La realtà dei fatti lascia però temere che da qui al 2021 il quadro europeo possa, per la debolezza della risposta, eccessivamente deteriorarsi: non sarebbe la prima volta che la Germania usa la sua influenza e il suo peso per condizionare le dinamiche comunitarie a tutto vantaggio del suo utile personale. In questo caso, però, a Berlino servirebbe una strategia più lungimirante, che non abbia come orizzonte esclusivo l’egemonia sul continente. “Quando affermiamo che la Germania è diventata una “potenza civile”, come anche il Giappone, ciò significa che di fatto ha rinunciato alle velleità egemoniche di vecchio stampo, ottocentesco, nazionalista, ma purtroppo ciò non significata aver totalmente annullato la sfera conflittuale”, ha dichiarato un accademico esperto di Germania come Salvatore Santangelo, “nella globalizzazione, la guerra e il conflitto si manifestano con nuove modalità, anche sul versante economico e culturale”. E per la Germania l’agone europeo è sempre stato un terreno di battaglia, in cui portare avanti un gioco considerato a somma zero: vincere la battaglia delle idee ha potuto consentire a Berlino di far introiettare i suoi dogmi (deflazione salariale, pareggio di bilancio e così via) anche nel resto dei Paesi dell’Unione, rendendoli di fatto meno competitivi e vettori della sua ascesa nel Vecchio Continente.

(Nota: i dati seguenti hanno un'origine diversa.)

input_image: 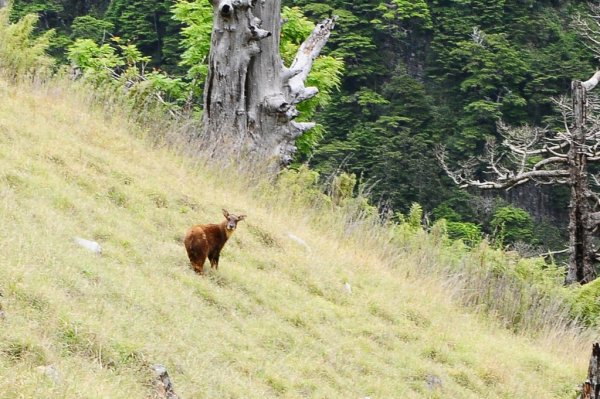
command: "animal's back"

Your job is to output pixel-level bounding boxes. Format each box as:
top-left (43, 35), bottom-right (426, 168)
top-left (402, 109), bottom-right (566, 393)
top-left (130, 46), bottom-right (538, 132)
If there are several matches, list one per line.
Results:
top-left (184, 224), bottom-right (222, 261)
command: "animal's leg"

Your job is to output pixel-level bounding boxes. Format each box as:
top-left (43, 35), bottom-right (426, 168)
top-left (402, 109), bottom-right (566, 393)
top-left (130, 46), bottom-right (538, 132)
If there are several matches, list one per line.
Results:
top-left (192, 259), bottom-right (206, 275)
top-left (208, 254), bottom-right (219, 270)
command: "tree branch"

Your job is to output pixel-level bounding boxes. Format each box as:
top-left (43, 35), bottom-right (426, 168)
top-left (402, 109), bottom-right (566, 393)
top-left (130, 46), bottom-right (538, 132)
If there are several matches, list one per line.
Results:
top-left (284, 17), bottom-right (337, 96)
top-left (581, 71), bottom-right (600, 91)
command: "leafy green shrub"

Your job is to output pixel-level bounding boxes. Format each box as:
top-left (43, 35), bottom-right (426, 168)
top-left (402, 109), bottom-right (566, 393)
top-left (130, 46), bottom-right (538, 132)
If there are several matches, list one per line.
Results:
top-left (67, 38), bottom-right (189, 114)
top-left (71, 15), bottom-right (114, 43)
top-left (490, 206), bottom-right (534, 245)
top-left (446, 221), bottom-right (483, 246)
top-left (0, 7), bottom-right (54, 80)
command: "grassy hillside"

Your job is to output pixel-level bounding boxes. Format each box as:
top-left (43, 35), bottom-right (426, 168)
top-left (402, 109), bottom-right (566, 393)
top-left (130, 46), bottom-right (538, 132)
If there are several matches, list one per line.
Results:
top-left (0, 82), bottom-right (589, 398)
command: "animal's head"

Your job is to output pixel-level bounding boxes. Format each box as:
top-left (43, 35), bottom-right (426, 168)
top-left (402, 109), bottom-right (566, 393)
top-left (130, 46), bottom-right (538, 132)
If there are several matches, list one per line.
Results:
top-left (223, 209), bottom-right (246, 233)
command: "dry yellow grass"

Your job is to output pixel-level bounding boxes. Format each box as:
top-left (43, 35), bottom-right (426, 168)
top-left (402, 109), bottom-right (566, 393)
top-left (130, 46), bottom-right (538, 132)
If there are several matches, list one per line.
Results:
top-left (0, 82), bottom-right (588, 399)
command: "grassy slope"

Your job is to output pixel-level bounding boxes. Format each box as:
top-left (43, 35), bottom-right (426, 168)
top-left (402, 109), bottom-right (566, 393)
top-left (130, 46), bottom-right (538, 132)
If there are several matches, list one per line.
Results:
top-left (0, 82), bottom-right (586, 398)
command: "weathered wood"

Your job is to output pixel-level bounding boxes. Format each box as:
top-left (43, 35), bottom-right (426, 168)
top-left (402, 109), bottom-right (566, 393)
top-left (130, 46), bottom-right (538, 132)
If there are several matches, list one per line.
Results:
top-left (565, 81), bottom-right (598, 284)
top-left (150, 364), bottom-right (180, 399)
top-left (203, 0), bottom-right (334, 165)
top-left (437, 72), bottom-right (600, 284)
top-left (578, 343), bottom-right (600, 399)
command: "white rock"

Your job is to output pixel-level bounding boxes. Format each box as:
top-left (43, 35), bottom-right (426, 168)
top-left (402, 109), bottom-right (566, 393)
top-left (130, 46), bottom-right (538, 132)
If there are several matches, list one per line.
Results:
top-left (36, 364), bottom-right (60, 382)
top-left (75, 237), bottom-right (102, 254)
top-left (344, 282), bottom-right (352, 294)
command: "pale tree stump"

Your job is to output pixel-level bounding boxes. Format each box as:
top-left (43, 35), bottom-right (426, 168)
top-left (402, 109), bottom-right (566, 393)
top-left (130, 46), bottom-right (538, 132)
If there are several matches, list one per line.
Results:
top-left (578, 343), bottom-right (600, 399)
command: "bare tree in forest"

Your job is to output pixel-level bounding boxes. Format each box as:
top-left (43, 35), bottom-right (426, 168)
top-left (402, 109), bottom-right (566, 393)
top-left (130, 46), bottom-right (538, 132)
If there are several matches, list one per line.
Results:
top-left (203, 0), bottom-right (334, 164)
top-left (437, 72), bottom-right (600, 284)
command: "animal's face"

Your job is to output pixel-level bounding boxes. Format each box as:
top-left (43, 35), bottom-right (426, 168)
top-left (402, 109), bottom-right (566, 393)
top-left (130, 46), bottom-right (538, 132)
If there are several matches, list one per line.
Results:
top-left (223, 209), bottom-right (246, 232)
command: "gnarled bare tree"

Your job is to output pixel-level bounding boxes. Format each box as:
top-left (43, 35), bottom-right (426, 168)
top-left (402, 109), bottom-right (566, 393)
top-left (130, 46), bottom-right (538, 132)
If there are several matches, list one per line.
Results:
top-left (436, 72), bottom-right (600, 284)
top-left (203, 0), bottom-right (334, 164)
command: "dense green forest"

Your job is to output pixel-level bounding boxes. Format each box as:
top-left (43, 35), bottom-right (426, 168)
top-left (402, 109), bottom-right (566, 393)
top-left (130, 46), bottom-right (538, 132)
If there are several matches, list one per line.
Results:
top-left (8, 0), bottom-right (595, 247)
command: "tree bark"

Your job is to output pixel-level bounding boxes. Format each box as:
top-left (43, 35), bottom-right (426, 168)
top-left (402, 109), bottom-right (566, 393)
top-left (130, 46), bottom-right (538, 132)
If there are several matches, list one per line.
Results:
top-left (203, 0), bottom-right (334, 165)
top-left (565, 81), bottom-right (596, 284)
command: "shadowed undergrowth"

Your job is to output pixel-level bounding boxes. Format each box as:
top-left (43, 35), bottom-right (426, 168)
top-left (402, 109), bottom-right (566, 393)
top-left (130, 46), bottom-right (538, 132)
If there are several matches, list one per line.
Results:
top-left (0, 76), bottom-right (589, 398)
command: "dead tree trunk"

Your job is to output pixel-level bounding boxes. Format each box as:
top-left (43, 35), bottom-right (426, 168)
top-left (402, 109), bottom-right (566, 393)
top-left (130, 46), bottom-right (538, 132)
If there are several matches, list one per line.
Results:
top-left (566, 80), bottom-right (597, 284)
top-left (203, 0), bottom-right (334, 164)
top-left (578, 343), bottom-right (600, 399)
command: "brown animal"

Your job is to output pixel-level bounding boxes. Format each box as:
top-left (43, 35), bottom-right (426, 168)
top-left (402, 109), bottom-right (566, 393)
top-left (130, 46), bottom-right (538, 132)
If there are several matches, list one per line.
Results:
top-left (183, 209), bottom-right (246, 274)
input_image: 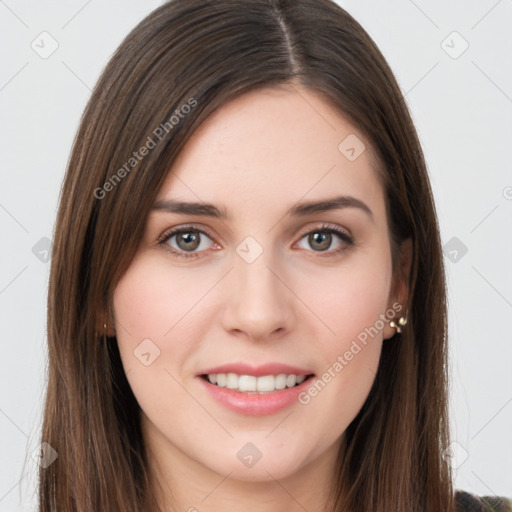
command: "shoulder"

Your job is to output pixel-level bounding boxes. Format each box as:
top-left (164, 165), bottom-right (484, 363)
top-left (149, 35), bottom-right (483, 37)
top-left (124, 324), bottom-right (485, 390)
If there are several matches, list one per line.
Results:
top-left (455, 490), bottom-right (512, 512)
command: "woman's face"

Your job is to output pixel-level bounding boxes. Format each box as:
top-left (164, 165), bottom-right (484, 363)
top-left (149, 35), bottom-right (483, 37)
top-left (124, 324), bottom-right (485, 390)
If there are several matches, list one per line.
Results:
top-left (114, 88), bottom-right (403, 488)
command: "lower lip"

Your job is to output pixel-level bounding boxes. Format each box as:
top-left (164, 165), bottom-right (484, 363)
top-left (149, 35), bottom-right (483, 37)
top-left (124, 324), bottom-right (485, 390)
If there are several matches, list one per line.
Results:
top-left (197, 377), bottom-right (312, 416)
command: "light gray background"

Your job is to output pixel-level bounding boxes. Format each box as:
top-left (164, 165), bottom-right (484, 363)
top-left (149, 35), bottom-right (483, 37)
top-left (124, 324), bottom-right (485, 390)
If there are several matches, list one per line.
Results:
top-left (0, 0), bottom-right (512, 511)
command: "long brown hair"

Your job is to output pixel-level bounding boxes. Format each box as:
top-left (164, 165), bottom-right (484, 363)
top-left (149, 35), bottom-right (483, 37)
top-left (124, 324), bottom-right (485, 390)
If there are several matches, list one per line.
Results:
top-left (39, 0), bottom-right (453, 512)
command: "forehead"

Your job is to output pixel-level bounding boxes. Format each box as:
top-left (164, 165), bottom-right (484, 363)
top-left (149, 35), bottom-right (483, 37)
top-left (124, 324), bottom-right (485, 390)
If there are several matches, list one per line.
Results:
top-left (157, 87), bottom-right (383, 222)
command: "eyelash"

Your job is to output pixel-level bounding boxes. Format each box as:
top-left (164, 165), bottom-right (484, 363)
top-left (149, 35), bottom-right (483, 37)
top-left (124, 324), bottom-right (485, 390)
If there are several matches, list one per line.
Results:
top-left (158, 224), bottom-right (354, 259)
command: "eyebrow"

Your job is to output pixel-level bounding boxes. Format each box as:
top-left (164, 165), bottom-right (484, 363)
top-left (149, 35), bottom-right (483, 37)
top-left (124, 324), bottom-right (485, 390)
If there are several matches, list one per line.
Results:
top-left (152, 196), bottom-right (374, 221)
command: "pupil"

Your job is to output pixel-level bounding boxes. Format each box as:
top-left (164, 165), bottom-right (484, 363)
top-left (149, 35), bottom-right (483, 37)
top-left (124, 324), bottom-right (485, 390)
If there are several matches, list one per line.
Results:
top-left (178, 233), bottom-right (199, 249)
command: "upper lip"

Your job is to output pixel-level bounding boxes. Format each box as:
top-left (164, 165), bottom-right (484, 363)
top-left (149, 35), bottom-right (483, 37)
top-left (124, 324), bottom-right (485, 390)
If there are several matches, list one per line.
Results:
top-left (198, 362), bottom-right (313, 377)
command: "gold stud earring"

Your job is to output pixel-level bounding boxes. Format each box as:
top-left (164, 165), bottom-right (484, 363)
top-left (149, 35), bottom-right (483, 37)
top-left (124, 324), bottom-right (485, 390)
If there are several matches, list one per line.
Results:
top-left (389, 316), bottom-right (407, 333)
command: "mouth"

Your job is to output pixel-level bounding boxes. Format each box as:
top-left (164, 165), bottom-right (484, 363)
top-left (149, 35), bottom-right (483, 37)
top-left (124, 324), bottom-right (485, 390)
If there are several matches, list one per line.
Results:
top-left (199, 372), bottom-right (315, 395)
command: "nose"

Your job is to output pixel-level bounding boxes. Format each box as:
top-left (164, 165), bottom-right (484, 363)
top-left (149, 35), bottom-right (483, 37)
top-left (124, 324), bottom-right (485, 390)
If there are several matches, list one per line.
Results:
top-left (223, 251), bottom-right (296, 341)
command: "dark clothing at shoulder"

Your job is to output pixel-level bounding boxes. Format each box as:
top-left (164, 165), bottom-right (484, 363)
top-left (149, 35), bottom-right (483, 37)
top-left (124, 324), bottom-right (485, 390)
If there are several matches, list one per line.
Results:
top-left (455, 491), bottom-right (512, 512)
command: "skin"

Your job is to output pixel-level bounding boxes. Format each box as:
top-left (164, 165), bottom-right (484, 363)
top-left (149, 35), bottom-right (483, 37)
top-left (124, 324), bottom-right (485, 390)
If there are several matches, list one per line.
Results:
top-left (109, 86), bottom-right (410, 512)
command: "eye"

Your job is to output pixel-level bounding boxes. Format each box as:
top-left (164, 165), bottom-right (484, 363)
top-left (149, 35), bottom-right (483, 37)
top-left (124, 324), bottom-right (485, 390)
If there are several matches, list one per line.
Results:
top-left (294, 225), bottom-right (354, 256)
top-left (158, 226), bottom-right (218, 258)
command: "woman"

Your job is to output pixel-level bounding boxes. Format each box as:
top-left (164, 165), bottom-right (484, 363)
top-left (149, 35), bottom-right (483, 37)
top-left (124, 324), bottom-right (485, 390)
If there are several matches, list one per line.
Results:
top-left (40, 0), bottom-right (511, 512)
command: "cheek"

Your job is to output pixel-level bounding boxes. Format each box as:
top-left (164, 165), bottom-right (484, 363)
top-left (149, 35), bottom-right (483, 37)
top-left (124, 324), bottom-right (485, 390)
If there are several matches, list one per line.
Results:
top-left (114, 256), bottom-right (213, 344)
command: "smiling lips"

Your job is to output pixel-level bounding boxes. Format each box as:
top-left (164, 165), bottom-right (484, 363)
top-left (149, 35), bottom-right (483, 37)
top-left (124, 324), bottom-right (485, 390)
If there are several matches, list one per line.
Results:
top-left (197, 363), bottom-right (314, 416)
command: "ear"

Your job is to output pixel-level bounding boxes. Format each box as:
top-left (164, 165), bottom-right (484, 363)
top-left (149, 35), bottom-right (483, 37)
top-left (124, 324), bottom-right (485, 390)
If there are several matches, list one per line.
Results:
top-left (383, 238), bottom-right (413, 340)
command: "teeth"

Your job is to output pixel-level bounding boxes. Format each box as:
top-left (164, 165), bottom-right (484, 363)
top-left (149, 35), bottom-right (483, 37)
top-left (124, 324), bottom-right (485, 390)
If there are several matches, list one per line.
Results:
top-left (204, 373), bottom-right (306, 393)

Oggi, il gioco è simile: la Germania mira a riprendersi più velocemente del resto d’Europa per poi poter far pesare un’accresciuta influenza sull’Unione. Il rischio di scottarsi giocando col fuoco è però, in questo caso, notevole. Nessuno più di una potenza commerciale come Berlino dovrebbe sapere che la crisi del coronavirus non è asimmetrica, ma impatta tutta Europa. Dovrebbe esser logico, di conseguenza, favorire e non frenare uno sviluppo integrato: il rischio, per Berlino, è che apparire come l’unico vincitore in Europa possa portare a un crollo totale dell’autorevolezza del Paese nell’Unione e che la crisi alimenti spinte centrifughe e “rivolte” contro la linea tedesca nell’Unione che andrebbero a tutto svantaggio di una potenza in continua ricerca della stabilità come Berlino. Vista come una vittoria oggi, domani la scelta di rinviare il sostegno europeo del Recovery Fund al 2021 potrebbe apparire come una rovinosa sconfitta. Nelle relazioni internazionali vincere i negoziati è un ottimo risultato, stravincere può creare gravi problemi.